Donner, par la numérisation, une image complète de votre fonds n’implique pas de numériser l’ensemble des items qui le composent. En revanche, il est important de veiller à ce que la numérisation ne dénature pas les objets. La numérisation n’a pas vocation à interpréter mais à citer l’objet. La numérisation doit offrir une image la plus proche possible de l’objet en prenant en compte l’intégralité du support, la polarité de l’image (positive ou négative), sa gamme chromatique, ses valeurs, ses tonalités et ses contrastes.
Questions abordées :
- Pourquoi numériser ?
- Que numériser ?
- Comment numériser ?
- Que faire des supports originaux après leur numérisation ?
- Ai-je le droit de tout numériser ?
- Que faire avant de numériser ?
- Externaliser ou internaliser la numérisation ?
- Comment nommer les fichiers numériques ?
- Comment organiser le stockage des fichiers numériques ?
- Comment sauvegarder les fichiers numériques ?
Pourquoi numériser ?
Plusieurs objectifs peuvent être invoqués qui vont conditionner les choix techniques à mettre en œuvre:
- Conserver les photographies;
- Faciliter la recherche scientifique;
- Proposer une visibilité et une accessibilité des fonds;
- Diffuser commercialement les fonds.
Le premier moteur de la numérisation est évidemment la protection des originaux une fois l’opération achevée. Consulter les fichiers numériques limite la manipulation des originaux. Un plan de numérisation des collections est donc indissociable de la politique de conservation des fonds. Pour les institutions, la mise en œuvre d’un plan de numérisation est souvent le moment d’une prise de conscience, du patrimoine qu’elles conservent et veulent valoriser, faire connaître et rendre accessible. Dès lors les objectifs de numérisation sont à définir.

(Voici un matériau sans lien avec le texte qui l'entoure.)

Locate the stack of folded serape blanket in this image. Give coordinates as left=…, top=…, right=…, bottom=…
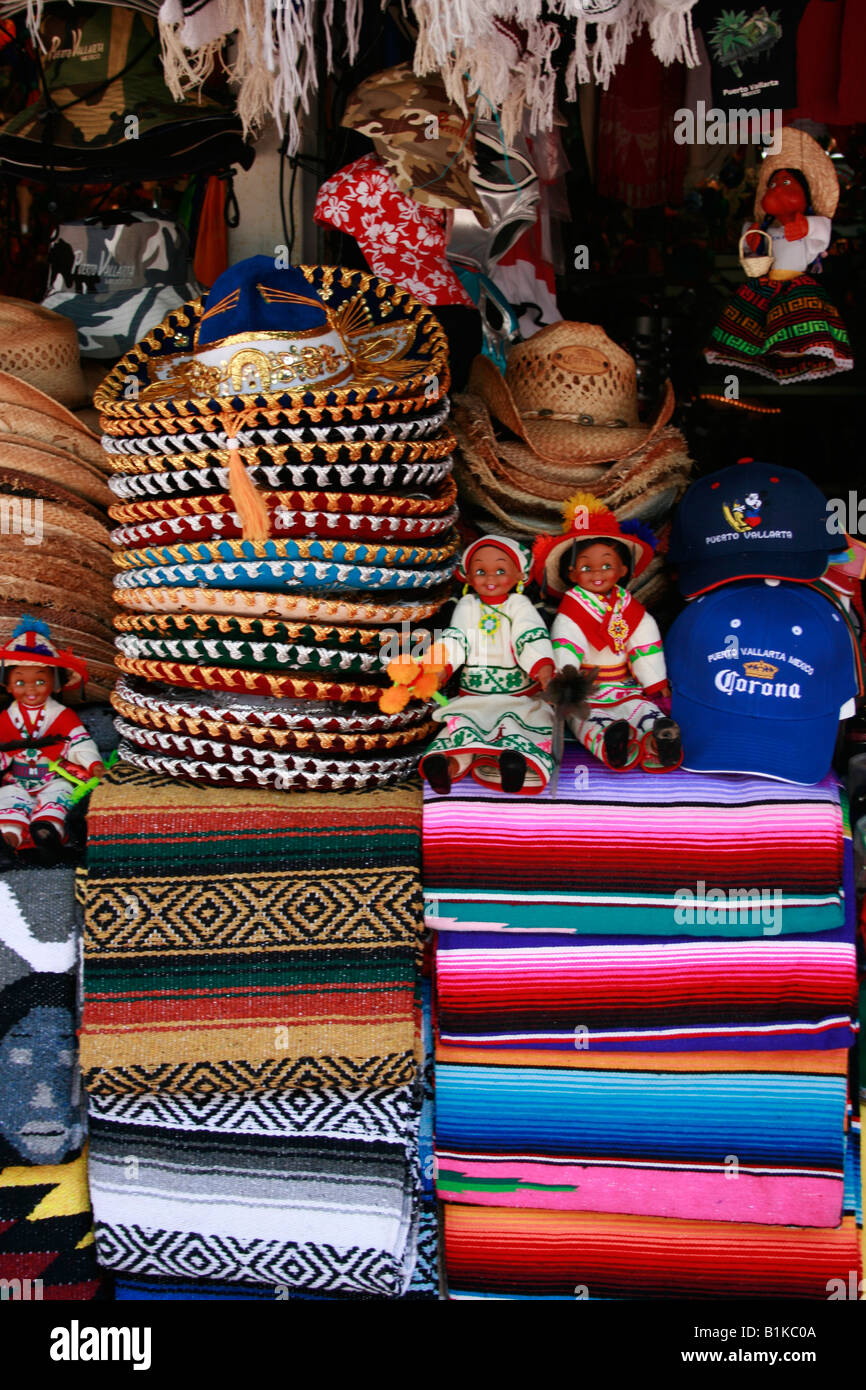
left=0, top=865, right=103, bottom=1300
left=425, top=747, right=862, bottom=1299
left=79, top=762, right=430, bottom=1297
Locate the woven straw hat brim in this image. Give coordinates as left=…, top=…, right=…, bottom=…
left=754, top=127, right=839, bottom=220
left=455, top=460, right=562, bottom=535
left=2, top=522, right=115, bottom=579
left=107, top=476, right=458, bottom=525
left=0, top=367, right=99, bottom=437
left=0, top=466, right=109, bottom=522
left=112, top=585, right=451, bottom=624
left=105, top=432, right=457, bottom=475
left=0, top=494, right=112, bottom=554
left=116, top=738, right=419, bottom=790
left=470, top=355, right=676, bottom=464
left=109, top=504, right=459, bottom=548
left=106, top=456, right=454, bottom=502
left=0, top=598, right=114, bottom=646
left=0, top=299, right=87, bottom=408
left=114, top=610, right=403, bottom=649
left=0, top=407, right=107, bottom=473
left=0, top=438, right=111, bottom=509
left=115, top=632, right=388, bottom=675
left=100, top=398, right=451, bottom=449
left=111, top=686, right=434, bottom=753
left=94, top=267, right=450, bottom=419
left=0, top=570, right=115, bottom=625
left=112, top=533, right=459, bottom=572
left=2, top=544, right=114, bottom=600
left=115, top=674, right=433, bottom=733
left=114, top=654, right=395, bottom=704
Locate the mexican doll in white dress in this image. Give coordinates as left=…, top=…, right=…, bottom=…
left=0, top=616, right=103, bottom=861
left=705, top=126, right=853, bottom=384
left=419, top=536, right=557, bottom=795
left=533, top=496, right=682, bottom=771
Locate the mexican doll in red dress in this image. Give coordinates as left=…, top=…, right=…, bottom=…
left=533, top=495, right=682, bottom=771
left=705, top=126, right=853, bottom=384
left=0, top=616, right=103, bottom=861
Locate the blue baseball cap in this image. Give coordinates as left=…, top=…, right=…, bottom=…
left=667, top=580, right=857, bottom=784
left=669, top=461, right=839, bottom=598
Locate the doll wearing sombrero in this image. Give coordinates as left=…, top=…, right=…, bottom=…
left=534, top=497, right=682, bottom=771
left=419, top=536, right=557, bottom=795
left=705, top=127, right=853, bottom=384
left=0, top=616, right=102, bottom=860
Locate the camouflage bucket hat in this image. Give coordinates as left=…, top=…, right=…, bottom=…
left=43, top=215, right=200, bottom=360
left=341, top=62, right=489, bottom=225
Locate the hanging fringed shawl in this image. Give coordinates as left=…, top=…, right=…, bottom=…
left=12, top=0, right=701, bottom=149
left=410, top=0, right=700, bottom=130
left=155, top=0, right=363, bottom=146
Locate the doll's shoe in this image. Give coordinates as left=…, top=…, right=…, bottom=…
left=423, top=754, right=452, bottom=796
left=29, top=820, right=63, bottom=865
left=0, top=837, right=16, bottom=865
left=603, top=720, right=631, bottom=769
left=653, top=716, right=682, bottom=768
left=499, top=750, right=527, bottom=794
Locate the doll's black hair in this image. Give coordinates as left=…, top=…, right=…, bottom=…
left=559, top=536, right=633, bottom=588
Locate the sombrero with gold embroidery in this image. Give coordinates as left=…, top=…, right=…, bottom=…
left=113, top=675, right=433, bottom=735
left=106, top=454, right=454, bottom=503
left=109, top=500, right=458, bottom=548
left=99, top=397, right=451, bottom=450
left=112, top=555, right=456, bottom=594
left=114, top=654, right=390, bottom=702
left=112, top=533, right=459, bottom=572
left=104, top=431, right=456, bottom=475
left=112, top=585, right=451, bottom=623
left=94, top=259, right=450, bottom=422
left=115, top=735, right=420, bottom=790
left=114, top=627, right=388, bottom=676
left=111, top=683, right=434, bottom=753
left=113, top=609, right=419, bottom=649
left=107, top=477, right=458, bottom=526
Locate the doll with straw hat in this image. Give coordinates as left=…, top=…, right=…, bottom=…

Numériser pour limiter les manipulations et ainsi mieux préserver est un moteur mais la légitimité économique de la numérisation est plutôt liée à l’accessibilité et à la diffusion des photographies. Numériser a un coût et nécessite des moyens humains qui obligent parfois à faire des choix, à prioriser les besoins. Définir les objectifs et les priorités en fonction de différents critères (unité patrimoniale, fragilité des supports originaux, obligation de présentation des œuvres, etc.) est une étape primordiale.
Proposer l’accessibilité des fonds et/ou les diffuser commercialement peut justifier l’investissement nécessaire à leur numérisation.
Que numériser ?
Un principe de numérisation doit être défini en amont en fonction des fonds à traiter et de la finalité recherchée de la numérisation (conservation, projet éditorial, mise en ligne, etc.)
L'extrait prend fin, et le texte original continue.